Such a stackable high-frequency phase shifter has its own housing, in which a rotatably mounted pickup is arranged, which is electrically coupled via a arranged in the region of its axis of rotation coupling point with a feed line. The high-frequency phase shifter in this case has a coupling element which allows a spaced from the axis of rotation of the pickup coupling the movement of the pickup of the high-frequency phase shifter with the movement of a pickup of another high-frequency phase shifter. By stacking two or more of such stackable high frequency phase shifters, a high frequency phase shifter group according to the present invention as described above can be provided.
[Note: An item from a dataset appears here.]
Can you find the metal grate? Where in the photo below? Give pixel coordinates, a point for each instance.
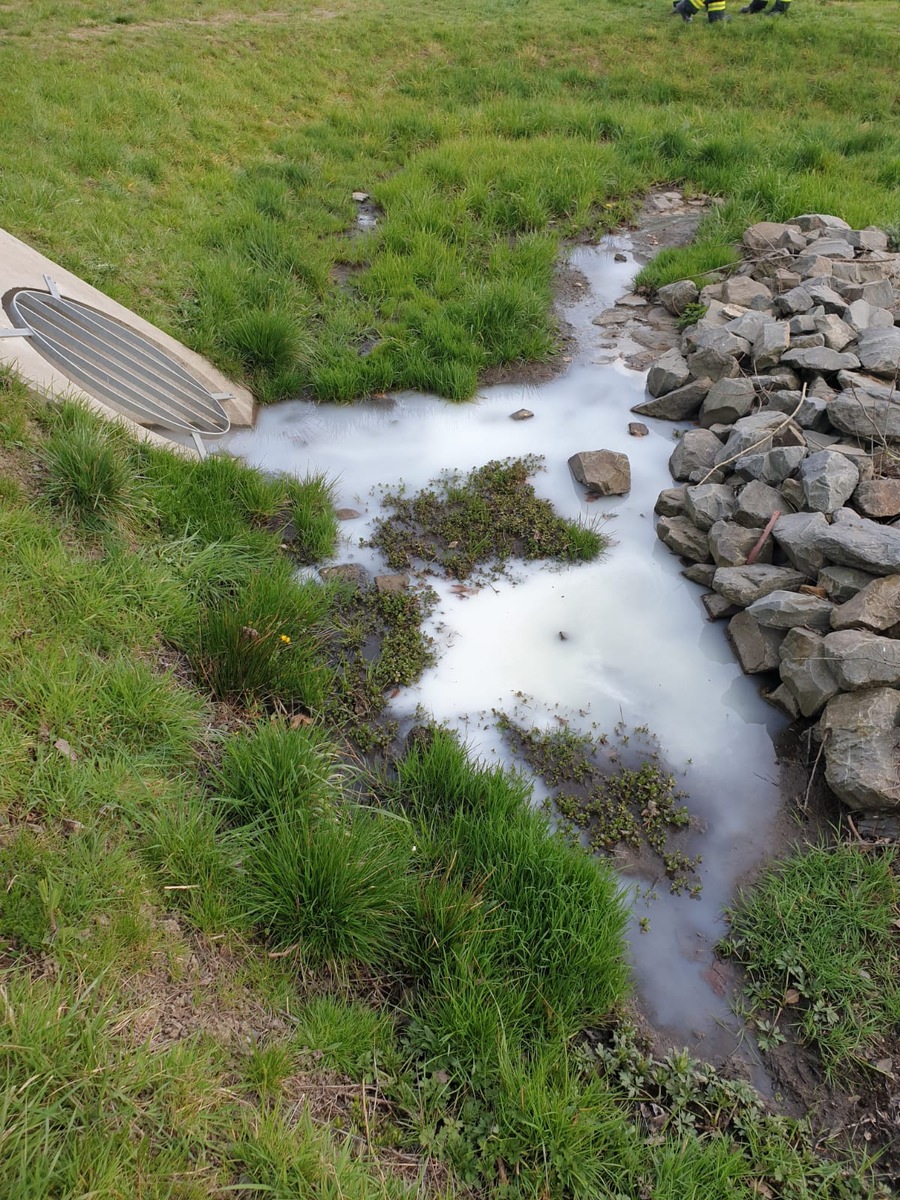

The stackable high-frequency phase shifter can be designed as described above with regard to the high-frequency phase shifter assembly.

In particular, the coupling point can be electrically shielded by the housing at least to one side of the axis of rotation to the outside. Furthermore, two stacked high-frequency phase shifters preferably have an electrical decoupling of at least 25 dB, further preferably at least 29 dB, more preferably at least 35 dB, further preferably at least 40 dB.
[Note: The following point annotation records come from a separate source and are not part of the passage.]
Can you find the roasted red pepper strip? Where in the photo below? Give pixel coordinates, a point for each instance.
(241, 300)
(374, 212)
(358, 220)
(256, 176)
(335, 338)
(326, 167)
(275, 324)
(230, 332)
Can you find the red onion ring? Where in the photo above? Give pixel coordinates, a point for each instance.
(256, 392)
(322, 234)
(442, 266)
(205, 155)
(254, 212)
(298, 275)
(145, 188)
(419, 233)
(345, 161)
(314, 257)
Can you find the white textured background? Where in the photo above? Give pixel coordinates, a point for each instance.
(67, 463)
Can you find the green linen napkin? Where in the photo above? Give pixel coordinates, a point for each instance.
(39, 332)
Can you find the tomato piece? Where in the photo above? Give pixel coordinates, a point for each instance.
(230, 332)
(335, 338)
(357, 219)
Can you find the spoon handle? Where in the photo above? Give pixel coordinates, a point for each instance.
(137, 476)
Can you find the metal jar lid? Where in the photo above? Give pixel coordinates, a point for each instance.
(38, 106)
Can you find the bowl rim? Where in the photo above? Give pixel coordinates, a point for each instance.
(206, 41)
Furthermore, it can be provided that the housing in the region of the axis of rotation of the pickup has at least on one side of the axis of rotation no openings whose outer circumference is greater than 1/8 of the minimum wavelength of the signals with which the high-frequency phase shifter is operated. Preferably, the housing in the region of the axis of rotation of the pickup at least on one side of the axis of rotation out no breakthroughs whose outer circumference is greater than 1/10 and more preferably greater than 1/15 of the minimum wavelength of the signals.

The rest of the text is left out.